Considering dynamics of interaction in the region, we can see that first aggressive move in a tense situation like this is likely to be taken by the U.S., not North Korea. The close calls of war over nuclear weapons (Cuba 1962 and Iran 2007) have both been occasions in which a regional nuclear monopoly or balance of power has been challenged. In these situations, the country that the time is working against has a motive to move first. If we assume that North Korea is still a few months away from the actual capacity to hit the American continent with nuclear weapons, the time must be working against the U.S., and thus it is the U.S. that has an incentive to act first.

If we think of the solutions from in an interactive frame, we can also see that the challenge on the peninsula is not pressure but dialogue. If North Korea is acting out of national prestige, pressure would not help as it would be humiliating for its leadership to yield under pressure. China could then be useful for the resolution of the dispute only if it was possible for it to persuade the leadership in a way that could offer face-saving plan for the North Korean leaders. If, again, North Korea is really driven by genuine fear for U.S. intervention and military regime change, pressure and military threat only makes it worse. It reinforces the unreasonable image North Korea probably has of the U.S.

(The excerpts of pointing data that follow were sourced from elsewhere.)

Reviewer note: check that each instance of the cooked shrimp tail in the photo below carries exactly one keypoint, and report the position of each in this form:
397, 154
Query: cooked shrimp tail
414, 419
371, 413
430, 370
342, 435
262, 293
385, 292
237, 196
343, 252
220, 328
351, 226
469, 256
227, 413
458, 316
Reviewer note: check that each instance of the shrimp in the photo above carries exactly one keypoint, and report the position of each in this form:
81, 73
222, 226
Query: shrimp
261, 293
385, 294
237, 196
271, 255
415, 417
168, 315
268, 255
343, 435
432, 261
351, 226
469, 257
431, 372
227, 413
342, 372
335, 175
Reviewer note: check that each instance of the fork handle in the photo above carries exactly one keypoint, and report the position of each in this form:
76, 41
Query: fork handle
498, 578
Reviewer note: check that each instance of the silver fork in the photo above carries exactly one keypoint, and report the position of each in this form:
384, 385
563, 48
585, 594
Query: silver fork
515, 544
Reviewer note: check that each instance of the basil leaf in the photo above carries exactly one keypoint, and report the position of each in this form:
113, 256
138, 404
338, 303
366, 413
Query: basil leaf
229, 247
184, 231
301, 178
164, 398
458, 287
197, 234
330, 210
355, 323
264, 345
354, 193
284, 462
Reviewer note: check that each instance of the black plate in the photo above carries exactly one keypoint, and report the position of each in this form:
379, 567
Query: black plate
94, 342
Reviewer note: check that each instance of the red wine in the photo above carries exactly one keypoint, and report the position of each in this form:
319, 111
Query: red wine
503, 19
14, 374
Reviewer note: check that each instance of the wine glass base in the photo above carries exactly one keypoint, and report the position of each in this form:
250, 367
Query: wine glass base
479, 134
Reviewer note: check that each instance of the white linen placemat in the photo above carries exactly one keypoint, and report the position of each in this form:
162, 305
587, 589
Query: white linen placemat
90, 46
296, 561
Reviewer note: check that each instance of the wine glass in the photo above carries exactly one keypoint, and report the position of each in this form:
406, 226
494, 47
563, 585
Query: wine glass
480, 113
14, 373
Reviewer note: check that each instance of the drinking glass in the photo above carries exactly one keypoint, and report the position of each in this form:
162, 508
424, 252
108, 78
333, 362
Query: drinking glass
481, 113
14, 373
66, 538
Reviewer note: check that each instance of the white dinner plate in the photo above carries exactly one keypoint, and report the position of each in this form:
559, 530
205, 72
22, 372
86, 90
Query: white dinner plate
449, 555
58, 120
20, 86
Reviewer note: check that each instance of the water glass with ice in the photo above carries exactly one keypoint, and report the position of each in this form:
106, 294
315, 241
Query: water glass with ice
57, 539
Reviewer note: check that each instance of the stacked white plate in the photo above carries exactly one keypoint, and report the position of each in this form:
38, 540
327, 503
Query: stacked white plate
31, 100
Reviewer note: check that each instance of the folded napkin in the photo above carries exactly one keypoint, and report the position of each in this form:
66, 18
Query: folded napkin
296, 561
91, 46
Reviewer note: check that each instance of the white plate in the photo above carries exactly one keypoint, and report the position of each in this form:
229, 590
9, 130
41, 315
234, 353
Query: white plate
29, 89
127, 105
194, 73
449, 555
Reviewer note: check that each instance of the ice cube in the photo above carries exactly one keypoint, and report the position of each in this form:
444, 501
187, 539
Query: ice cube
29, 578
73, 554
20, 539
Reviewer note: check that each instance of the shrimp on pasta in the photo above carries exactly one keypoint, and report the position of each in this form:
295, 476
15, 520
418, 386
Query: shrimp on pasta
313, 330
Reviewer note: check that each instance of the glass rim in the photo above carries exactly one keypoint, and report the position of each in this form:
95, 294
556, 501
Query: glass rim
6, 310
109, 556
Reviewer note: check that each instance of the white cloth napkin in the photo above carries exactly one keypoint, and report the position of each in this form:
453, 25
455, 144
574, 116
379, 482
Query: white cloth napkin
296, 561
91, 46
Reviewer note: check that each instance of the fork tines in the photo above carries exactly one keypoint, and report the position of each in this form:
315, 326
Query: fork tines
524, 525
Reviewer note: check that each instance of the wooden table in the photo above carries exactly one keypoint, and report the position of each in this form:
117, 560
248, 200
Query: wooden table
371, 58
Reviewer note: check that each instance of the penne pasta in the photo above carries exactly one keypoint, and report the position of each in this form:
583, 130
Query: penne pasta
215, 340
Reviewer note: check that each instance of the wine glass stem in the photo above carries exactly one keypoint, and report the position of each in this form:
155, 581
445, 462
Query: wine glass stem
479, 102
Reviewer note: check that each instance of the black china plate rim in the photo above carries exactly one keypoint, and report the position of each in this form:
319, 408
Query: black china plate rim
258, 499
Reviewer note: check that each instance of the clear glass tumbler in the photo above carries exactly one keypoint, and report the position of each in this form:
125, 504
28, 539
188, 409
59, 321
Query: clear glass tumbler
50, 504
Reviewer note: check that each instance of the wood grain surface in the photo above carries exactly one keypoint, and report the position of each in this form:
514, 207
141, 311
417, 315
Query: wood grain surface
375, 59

Of course, the U.S. statements and threatening behavior is a result of the escalating tension and North Korean provocations as well. But domestic drivers affect U.S. foreign policy, too. President Donald J. Trump has mainly been criticized for good relations and positive statements about Russia and now also of China, not for his belligerent rhetoric or his escalating military campaigns. This puts him, and his original idea of talking directly to North Korean leaders, in a difficult situation. Talking to North Korea might not bring about a desired diplomatic effect, but domestically it will undoubtedly weaken Mr. Trump’s position and draw criticisms against his leadership.

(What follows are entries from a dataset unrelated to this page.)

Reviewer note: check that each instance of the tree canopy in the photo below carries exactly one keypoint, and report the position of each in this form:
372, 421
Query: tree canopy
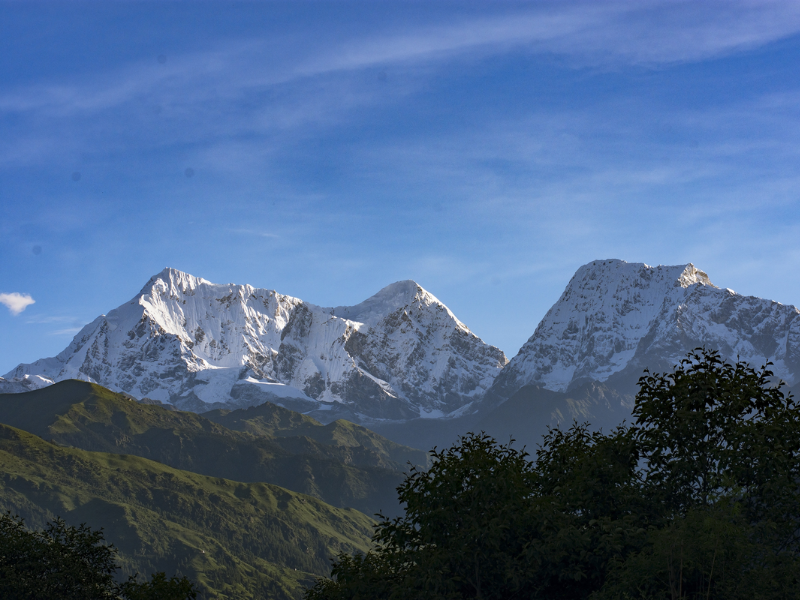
698, 498
72, 563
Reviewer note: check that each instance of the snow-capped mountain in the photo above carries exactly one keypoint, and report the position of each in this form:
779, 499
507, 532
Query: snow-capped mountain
26, 383
615, 318
183, 340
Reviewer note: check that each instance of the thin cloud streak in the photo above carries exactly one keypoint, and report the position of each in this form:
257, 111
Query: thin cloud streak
622, 32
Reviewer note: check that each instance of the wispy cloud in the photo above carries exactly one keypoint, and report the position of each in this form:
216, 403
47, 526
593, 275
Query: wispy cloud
254, 232
16, 302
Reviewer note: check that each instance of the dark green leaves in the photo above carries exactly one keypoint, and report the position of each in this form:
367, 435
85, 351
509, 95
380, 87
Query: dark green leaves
699, 498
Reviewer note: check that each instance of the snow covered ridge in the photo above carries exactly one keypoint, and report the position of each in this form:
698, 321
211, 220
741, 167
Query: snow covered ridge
398, 355
616, 318
26, 383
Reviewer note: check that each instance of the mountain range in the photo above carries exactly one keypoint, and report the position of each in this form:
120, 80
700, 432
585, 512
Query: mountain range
403, 364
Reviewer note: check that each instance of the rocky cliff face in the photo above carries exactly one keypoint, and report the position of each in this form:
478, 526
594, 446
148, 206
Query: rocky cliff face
183, 340
616, 318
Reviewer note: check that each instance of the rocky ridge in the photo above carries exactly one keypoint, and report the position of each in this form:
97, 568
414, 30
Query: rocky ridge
614, 319
182, 340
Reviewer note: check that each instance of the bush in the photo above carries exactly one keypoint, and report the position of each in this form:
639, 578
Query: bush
71, 563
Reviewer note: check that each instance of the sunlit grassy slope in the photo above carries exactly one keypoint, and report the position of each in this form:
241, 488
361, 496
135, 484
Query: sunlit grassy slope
341, 463
237, 540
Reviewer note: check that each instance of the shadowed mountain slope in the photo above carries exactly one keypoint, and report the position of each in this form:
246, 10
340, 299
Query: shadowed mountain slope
88, 416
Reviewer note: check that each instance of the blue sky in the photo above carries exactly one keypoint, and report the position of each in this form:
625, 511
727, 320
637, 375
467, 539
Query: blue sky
325, 150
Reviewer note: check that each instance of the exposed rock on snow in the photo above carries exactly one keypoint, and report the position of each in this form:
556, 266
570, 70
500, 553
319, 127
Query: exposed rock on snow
616, 318
197, 345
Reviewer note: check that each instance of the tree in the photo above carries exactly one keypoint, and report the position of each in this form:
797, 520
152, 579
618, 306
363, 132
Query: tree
71, 563
698, 498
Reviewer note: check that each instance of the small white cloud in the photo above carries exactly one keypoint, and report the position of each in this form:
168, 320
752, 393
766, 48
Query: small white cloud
16, 302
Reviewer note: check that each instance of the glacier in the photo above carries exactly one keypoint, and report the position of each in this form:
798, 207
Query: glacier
615, 318
197, 345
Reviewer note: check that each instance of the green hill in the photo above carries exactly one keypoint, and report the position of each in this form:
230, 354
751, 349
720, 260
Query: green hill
236, 540
341, 439
341, 463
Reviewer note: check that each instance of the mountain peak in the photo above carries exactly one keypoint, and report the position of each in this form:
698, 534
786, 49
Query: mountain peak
394, 296
615, 318
200, 345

There are, however, regional opportunities for a dialogue. If North Korea does not yet possess a nuclear capacity to hit the U.S. continent, Japan, South Korea, and North Korea could have a common interest in a dialogue for peace. Since North Korea certainly has the capacity to reach Japan and South Korea with its nuclear weapons, there could be a common regional incentive to negotiate a solution to pre-empt a pre-emptive strike.

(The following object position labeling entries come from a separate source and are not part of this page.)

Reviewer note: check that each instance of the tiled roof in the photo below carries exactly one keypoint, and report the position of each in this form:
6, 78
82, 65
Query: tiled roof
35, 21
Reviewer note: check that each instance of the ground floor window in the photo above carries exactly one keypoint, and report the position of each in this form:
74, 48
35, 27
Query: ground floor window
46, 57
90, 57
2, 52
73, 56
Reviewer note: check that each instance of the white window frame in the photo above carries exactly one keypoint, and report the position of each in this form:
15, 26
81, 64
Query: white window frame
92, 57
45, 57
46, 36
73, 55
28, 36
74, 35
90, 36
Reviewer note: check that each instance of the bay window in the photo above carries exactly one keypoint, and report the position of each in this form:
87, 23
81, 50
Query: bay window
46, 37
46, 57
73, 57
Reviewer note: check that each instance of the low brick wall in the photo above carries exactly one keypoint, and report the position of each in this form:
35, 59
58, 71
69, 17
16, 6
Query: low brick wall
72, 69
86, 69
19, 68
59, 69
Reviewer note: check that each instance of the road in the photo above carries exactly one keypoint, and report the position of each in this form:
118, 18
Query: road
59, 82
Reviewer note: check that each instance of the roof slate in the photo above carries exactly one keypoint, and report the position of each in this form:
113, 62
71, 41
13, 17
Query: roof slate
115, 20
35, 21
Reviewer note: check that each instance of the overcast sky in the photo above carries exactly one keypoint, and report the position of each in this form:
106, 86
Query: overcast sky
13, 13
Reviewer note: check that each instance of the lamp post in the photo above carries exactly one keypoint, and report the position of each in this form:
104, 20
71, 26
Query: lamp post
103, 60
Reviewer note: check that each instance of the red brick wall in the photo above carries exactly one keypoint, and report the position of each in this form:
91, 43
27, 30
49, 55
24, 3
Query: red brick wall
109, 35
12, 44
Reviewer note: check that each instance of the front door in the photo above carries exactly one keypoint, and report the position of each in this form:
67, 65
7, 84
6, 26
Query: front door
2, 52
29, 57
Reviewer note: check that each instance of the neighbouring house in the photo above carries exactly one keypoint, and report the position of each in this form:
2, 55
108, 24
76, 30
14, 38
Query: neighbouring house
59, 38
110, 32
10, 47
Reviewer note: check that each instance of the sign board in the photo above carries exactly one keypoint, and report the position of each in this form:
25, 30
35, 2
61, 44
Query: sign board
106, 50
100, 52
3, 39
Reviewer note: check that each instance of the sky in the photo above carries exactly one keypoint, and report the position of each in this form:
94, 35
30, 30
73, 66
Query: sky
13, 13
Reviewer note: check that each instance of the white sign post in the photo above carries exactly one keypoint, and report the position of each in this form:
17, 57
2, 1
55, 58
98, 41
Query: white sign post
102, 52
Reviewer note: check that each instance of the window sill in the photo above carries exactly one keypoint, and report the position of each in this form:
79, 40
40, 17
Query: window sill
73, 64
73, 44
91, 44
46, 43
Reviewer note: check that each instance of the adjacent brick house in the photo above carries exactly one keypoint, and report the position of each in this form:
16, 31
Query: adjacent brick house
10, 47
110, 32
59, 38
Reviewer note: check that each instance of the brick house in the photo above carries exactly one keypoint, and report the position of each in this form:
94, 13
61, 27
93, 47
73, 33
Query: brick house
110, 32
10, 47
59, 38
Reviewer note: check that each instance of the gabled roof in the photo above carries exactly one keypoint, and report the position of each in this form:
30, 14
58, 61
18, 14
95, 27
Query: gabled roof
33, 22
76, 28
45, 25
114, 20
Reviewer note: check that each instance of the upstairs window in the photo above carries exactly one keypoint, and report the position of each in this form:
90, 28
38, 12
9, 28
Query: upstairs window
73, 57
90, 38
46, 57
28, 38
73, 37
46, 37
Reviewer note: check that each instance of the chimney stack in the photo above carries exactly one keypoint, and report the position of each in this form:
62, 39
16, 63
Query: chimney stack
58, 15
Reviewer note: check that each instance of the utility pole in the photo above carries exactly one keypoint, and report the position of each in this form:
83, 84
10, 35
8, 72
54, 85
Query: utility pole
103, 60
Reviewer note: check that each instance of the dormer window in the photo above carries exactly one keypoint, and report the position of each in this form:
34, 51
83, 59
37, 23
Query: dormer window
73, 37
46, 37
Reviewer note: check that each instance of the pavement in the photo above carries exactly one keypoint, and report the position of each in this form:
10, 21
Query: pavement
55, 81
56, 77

The new South Korean president is more willing to negotiate than his predecessor was. He also has exceptionally capable aides as diplomats and advisors, much more so than the previous president. According to a leading North Korea specialist, Robert Carlin, North Korean leader has also indicated some willingness to negotiate.

On July 4, he gave a statement suggesting that negotiations on North Korea’s nuclear weapons could be possible, assuming there was a reversal in the American “hostile policy and nuclear threat to the DPRK”.  Ever since this statement has been repeated by the North Korean media several times, and the statement can even be found online (in Korean, though).

The media and world leaders have decided to ignore it, however. Even though the situation is dangerous as we have heard from the mainstream media, there are also more opportunities for a peaceful resolution than we have learned from the statements of world leaders or from the media.

There won’t be peace without American involvement. The question is then: Will the promise of success in regional Korean dialogue manage to lure back the negotiating businessman — President Trump — so that decisive deals can be struck?